Spasmodic dysphonia is a long-term, or chronic, voice disorder. With spasmodic dysphonia, or SD, your vocal folds do not move like they should. They spasm or tighten when you talk. Your voice may sound jerky, shaky, hoarse, or tight. You may have times when you cannot make any sounds at all. You may also have times when your voice sounds normal.
Signs of Spasmodic Dysphonia
SD can start slowly. You may only have voice trouble once in awhile. Over time, your voice problems will happen more often and get worse. Being tired or stressed may
make your voice worse. You may find that your voice problems go away when you sing or laugh. Your voice spasms may come and go during the day.
You may not have any signs of SD until you are between 30 and 50 years old. This is when it first shows up in most people who have SD. It is more common in women.
Causes of Spasmodic Dysphonia
Your nervous system may cause muscle tremors in your body. When these happen in your vocal folds, you can get SD. Dystonia, a brain disorder that makes your muscles tight, can lead to SD. In some cases, having a lot of stress in your life for a long time can cause SD. This is rare but happens in some people.

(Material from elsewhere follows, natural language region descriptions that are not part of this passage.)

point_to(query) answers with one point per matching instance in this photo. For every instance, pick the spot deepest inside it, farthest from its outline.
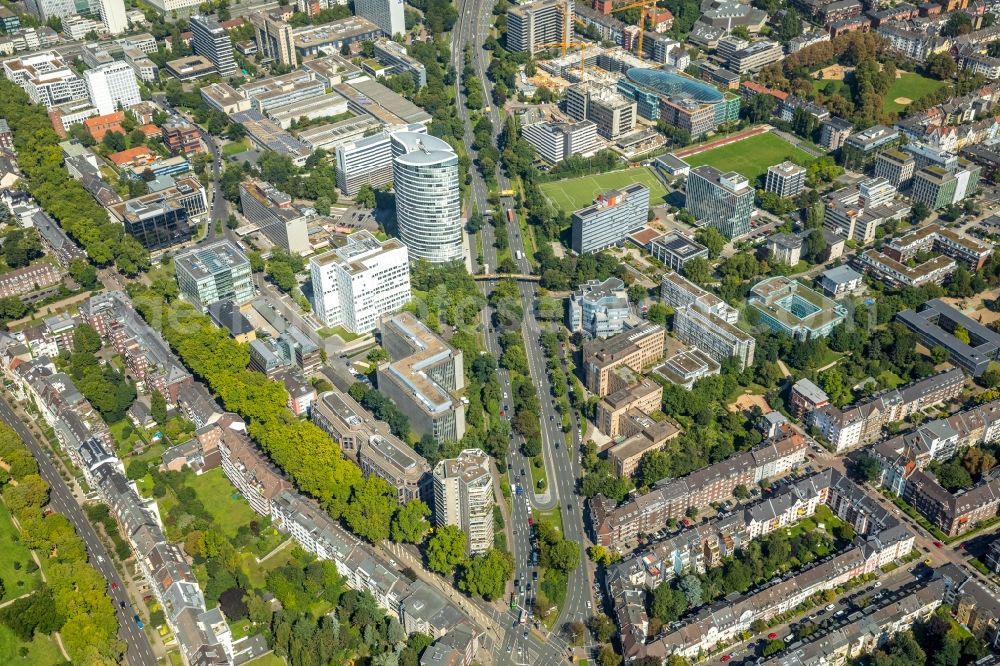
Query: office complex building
(386, 14)
(157, 220)
(214, 272)
(724, 200)
(113, 17)
(274, 38)
(47, 79)
(705, 321)
(786, 179)
(611, 218)
(539, 25)
(357, 283)
(675, 249)
(463, 497)
(599, 309)
(399, 61)
(112, 87)
(422, 376)
(613, 114)
(368, 160)
(376, 450)
(272, 211)
(936, 186)
(428, 200)
(557, 141)
(896, 167)
(210, 40)
(634, 349)
(788, 306)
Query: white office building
(113, 16)
(386, 14)
(428, 200)
(368, 161)
(112, 86)
(463, 497)
(357, 283)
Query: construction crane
(566, 44)
(645, 4)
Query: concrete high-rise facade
(112, 87)
(533, 25)
(386, 14)
(463, 497)
(725, 200)
(210, 40)
(214, 272)
(113, 16)
(428, 199)
(359, 282)
(367, 161)
(274, 38)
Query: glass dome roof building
(675, 84)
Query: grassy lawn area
(229, 511)
(269, 659)
(910, 85)
(16, 581)
(538, 473)
(751, 157)
(575, 193)
(42, 651)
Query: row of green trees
(74, 601)
(40, 158)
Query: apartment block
(896, 167)
(422, 377)
(557, 141)
(463, 497)
(360, 281)
(635, 349)
(214, 272)
(539, 25)
(862, 423)
(610, 219)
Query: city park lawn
(752, 156)
(41, 651)
(908, 85)
(229, 510)
(16, 581)
(576, 193)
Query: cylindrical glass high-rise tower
(428, 199)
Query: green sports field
(751, 156)
(576, 193)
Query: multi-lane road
(561, 462)
(138, 652)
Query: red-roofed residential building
(98, 126)
(132, 157)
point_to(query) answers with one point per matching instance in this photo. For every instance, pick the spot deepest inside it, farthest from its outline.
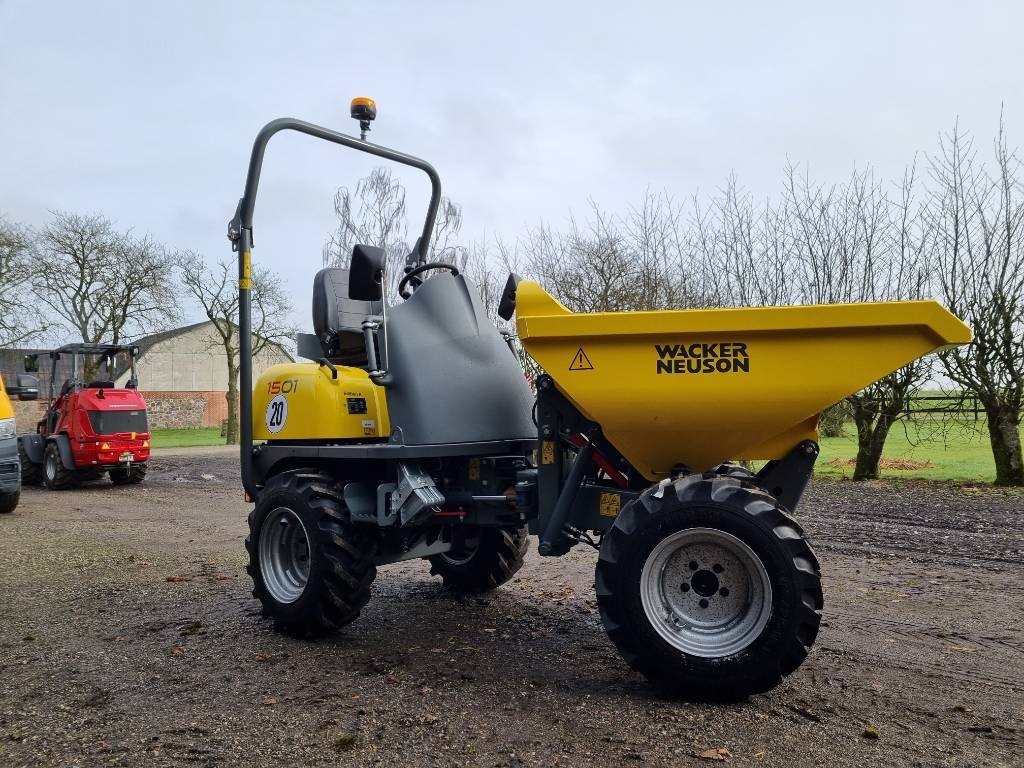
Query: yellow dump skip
(698, 387)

Your vocal folds will look normal and function well when you are not talking. However, when you bring your vocal folds together to talk, they will not move the way they should.
Testing for Spasmodic Dysphonia
There is no simple test for spasmodic dysphonia. It is best to be tested by a team that includes:
- An SLP. The SLP will test how you use your voice and listen to how your voice sounds.
- An otolaryngologist, or ear, nose, and throat doctor (ENT). The ENT can look at your vocal folds and how they move.
- A neurologist, who looks for signs of brain problems that may lead to SD.
Treatments for Spasmodic Dysphonia
There is no cure for SD. However, there are some treatments that may help.
Your doctor may inject botulinum toxin, or Botox, into one or both vocal folds. Botox makes the muscles in your larynx weaker. This may lead to a smoother voice. Be sure to talk to your doctor about possible side effects of Botox.
Voice therapy with an SLP may help you produce a better voice. You may see the SLP after you have had Botox or other medical treatments.
A psychologist may be able to help you learn to live with SD. You may want to work with a career counselor if your voice causes problems at work. You may find support and information from local self-help groups.